Il y a là une ironie pour les Samis de Fosen. Les projets énergétiques « verts » destinés aux communautés mondialisées ont été privilégiés et construits aux dépens de ceux-là mêmes qui vivent de manière durable – un processus qualifié de « colonialisme de l’écoblanchiment » par les activistes samis.

« Beaucoup parlent de l’impact matériel de la destruction du paysage pour le pâturage et de la disparition des pâturages pour les rennes », explique M. Jama. « Mais toute preuve de l’histoire des Samis dans la région est aujourd’hui cachée et il faut un œil bien exercé pour la voir.

Elle ajoute que le fait de vivre « en mode combat permanent, dans le stress ou la peur de notre avenir » a eu des répercussions sur la santé mentale de nombreux Samis.

L’année dernière, les Samis ont organisé des sit-in à l’intérieur du Parlement norvégien et bloqué les bureaux de Statkraft, un événement auquel a assisté l’activiste climatique suédoise Greta Thunberg.

Ida Helene Benonisen
Ida Helene Benonisen est emmenée par la police norvégienne lors d’une manifestation devant un bâtiment gouvernemental (avec l’aimable autorisation de Rasmus Berg).

Se débarrasser de l’ombre de la honte

La résistance sami est en plein renouveau, en particulier chez les personnes âgées de 20 à 30 ans, nées ou vivant dans des communautés urbanisées, qui embrassent désormais leurs racines sami, dont leurs grands-parents avaient honte, disent-elles.

« Il y a une vague de gens qui veulent renouer avec la culture de nos grands-parents, qui eux-mêmes voulaient la cacher », déclare Ida Helene Benonisen, poétesse et militante sami qui s’est elle-même battue avec la police lors des manifestations d’octobre à Oslo.

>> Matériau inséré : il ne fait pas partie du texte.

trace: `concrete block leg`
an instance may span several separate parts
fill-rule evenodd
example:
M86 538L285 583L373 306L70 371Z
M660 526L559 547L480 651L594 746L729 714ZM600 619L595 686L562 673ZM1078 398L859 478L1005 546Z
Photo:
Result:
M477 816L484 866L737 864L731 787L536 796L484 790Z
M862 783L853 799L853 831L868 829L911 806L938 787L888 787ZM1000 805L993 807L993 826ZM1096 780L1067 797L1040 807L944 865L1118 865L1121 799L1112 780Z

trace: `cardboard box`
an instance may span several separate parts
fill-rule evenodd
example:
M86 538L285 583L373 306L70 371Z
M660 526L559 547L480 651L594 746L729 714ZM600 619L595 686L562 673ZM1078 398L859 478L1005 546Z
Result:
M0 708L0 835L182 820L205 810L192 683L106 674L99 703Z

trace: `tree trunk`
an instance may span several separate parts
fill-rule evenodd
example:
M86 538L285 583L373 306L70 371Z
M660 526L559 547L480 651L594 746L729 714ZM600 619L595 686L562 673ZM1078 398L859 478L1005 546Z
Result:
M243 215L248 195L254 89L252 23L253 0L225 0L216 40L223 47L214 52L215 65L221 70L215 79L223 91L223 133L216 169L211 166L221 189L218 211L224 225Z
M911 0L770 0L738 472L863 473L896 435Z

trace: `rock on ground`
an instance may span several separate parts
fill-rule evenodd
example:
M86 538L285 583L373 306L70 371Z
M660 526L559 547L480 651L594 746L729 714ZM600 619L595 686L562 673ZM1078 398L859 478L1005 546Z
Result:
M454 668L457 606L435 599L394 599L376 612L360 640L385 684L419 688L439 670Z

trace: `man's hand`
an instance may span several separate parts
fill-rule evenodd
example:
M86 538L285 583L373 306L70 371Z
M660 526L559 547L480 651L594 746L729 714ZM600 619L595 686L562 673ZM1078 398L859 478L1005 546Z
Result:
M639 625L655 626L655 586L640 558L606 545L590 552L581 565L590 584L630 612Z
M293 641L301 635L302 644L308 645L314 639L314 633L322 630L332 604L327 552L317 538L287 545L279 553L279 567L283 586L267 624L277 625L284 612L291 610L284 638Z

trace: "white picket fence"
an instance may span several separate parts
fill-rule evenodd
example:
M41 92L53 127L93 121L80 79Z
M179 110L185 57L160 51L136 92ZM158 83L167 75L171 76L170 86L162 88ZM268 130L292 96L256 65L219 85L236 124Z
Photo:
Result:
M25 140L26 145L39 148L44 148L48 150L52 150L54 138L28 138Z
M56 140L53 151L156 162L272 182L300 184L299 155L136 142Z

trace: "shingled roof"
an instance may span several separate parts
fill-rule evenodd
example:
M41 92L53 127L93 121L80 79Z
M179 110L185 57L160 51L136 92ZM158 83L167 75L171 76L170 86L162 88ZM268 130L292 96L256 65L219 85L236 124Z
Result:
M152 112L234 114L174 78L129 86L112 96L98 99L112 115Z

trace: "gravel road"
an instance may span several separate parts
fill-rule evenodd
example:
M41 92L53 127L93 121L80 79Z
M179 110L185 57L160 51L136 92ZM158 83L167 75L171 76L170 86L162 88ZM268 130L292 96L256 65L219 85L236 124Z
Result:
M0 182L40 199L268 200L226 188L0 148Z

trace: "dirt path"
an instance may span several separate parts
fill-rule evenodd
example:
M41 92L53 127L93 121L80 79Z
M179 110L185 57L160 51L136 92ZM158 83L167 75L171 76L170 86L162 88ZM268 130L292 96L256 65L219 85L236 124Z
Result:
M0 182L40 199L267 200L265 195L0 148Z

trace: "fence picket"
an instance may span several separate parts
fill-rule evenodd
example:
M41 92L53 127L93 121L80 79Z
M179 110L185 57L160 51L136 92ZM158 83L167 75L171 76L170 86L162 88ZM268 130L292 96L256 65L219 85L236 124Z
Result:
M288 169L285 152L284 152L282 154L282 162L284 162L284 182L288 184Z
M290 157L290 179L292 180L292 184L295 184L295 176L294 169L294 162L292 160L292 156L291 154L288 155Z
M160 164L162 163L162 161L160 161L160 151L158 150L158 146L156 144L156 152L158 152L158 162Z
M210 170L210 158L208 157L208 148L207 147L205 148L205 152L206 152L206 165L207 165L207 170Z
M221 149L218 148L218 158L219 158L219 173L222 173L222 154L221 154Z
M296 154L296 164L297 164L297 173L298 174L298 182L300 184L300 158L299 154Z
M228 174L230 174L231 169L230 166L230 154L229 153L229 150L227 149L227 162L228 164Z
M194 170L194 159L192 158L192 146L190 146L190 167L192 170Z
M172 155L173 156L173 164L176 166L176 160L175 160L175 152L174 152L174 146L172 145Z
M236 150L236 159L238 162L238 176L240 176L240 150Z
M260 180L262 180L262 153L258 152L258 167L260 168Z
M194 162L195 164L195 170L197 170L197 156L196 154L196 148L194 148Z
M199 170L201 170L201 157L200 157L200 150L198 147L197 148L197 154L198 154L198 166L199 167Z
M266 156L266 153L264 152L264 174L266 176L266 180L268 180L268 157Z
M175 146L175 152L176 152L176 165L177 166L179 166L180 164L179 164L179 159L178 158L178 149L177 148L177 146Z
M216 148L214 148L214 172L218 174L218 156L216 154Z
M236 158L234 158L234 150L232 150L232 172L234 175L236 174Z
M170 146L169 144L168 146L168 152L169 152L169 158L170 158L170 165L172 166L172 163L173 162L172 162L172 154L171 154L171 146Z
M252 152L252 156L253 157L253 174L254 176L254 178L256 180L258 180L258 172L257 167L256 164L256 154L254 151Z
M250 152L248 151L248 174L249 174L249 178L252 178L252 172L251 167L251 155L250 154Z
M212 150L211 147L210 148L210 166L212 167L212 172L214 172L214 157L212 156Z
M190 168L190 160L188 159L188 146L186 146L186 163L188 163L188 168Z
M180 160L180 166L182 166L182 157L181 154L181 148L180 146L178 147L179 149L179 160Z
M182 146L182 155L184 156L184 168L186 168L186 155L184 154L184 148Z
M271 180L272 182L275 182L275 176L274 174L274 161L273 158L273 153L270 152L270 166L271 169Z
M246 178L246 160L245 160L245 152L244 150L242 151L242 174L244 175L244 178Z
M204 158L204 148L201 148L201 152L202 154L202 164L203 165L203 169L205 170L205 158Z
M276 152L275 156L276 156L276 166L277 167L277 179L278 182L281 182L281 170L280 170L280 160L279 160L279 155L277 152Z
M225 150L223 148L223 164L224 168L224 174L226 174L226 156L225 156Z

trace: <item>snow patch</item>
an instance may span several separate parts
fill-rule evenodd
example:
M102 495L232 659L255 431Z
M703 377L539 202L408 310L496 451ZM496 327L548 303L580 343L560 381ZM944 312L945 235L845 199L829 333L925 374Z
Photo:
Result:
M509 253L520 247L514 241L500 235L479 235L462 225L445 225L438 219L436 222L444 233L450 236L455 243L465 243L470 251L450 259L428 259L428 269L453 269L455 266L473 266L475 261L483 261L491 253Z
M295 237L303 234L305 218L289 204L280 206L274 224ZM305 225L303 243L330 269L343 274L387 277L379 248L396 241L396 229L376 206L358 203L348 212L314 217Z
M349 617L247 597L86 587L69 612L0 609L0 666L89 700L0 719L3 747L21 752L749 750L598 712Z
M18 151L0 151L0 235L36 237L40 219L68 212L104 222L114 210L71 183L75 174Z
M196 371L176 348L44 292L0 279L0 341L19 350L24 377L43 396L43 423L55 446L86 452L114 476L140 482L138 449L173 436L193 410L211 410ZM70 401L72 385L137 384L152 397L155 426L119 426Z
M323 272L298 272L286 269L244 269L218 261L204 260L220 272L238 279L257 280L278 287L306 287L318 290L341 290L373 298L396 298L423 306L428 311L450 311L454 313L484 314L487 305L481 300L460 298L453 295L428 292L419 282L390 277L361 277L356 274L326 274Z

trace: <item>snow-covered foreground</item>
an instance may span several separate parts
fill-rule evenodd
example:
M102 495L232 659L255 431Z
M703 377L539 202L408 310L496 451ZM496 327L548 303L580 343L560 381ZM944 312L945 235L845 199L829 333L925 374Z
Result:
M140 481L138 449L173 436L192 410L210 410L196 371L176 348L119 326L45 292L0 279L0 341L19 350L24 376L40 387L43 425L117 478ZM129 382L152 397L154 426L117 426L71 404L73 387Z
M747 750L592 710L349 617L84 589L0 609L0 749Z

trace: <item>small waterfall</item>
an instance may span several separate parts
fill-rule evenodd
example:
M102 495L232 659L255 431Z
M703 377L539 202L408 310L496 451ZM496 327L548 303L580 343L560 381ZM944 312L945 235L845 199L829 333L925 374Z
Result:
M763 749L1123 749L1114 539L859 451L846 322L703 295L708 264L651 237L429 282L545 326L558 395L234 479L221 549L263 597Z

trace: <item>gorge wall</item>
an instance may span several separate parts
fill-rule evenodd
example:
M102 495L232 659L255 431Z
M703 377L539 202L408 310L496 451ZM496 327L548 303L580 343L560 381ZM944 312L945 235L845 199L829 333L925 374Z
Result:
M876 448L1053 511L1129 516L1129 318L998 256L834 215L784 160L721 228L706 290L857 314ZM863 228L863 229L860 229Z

L’assimilation officielle des Samis a pris fin dans les années 1960 en Norvège. Mais le stigmate des racines sami a laissé les familles de l’époque dans un sentiment de « honte », y compris sa propre famille, dit-elle. La « norvégianisation » historique hante encore les familles sami aujourd’hui.

Ida Helene Benonisen
Il y a une vague de gens qui veulent renouer avec la culture de nos grands-parents », déclare Ida Helene Benonisen (Courtesy of Rasmus Berg).

Bien qu’il soit difficile de surmonter les traumatismes du passé, Ida Helene Benonisen est fière de ses racines et met en avant son identité sami sur des plateformes de médias sociaux telles qu’Instagram et TikTok.

Comme Isaksen et d’autres militants dans la vingtaine et la trentaine, elle utilise les médias sociaux pour éduquer les étrangers sur l’écoblanchiment et partage également des histoires de Gaza dans le cadre d’un « mouvement de personnes qui se dressent contre le colonialisme ».

« Il était naturel pour Sami de parler de la Palestine, surtout depuis le début du génocide », explique Mme Benonisen, cofondatrice d’un lieu de poésie slam à Oslo avec Asha Abdullahi, une Norvégienne musulmane.

« Les médias sociaux offrent aux gens une plateforme qui leur permet de se connecter à un point de vue décolonisé. L’histoire que l’on nous raconte trop souvent est celle des oppresseurs ».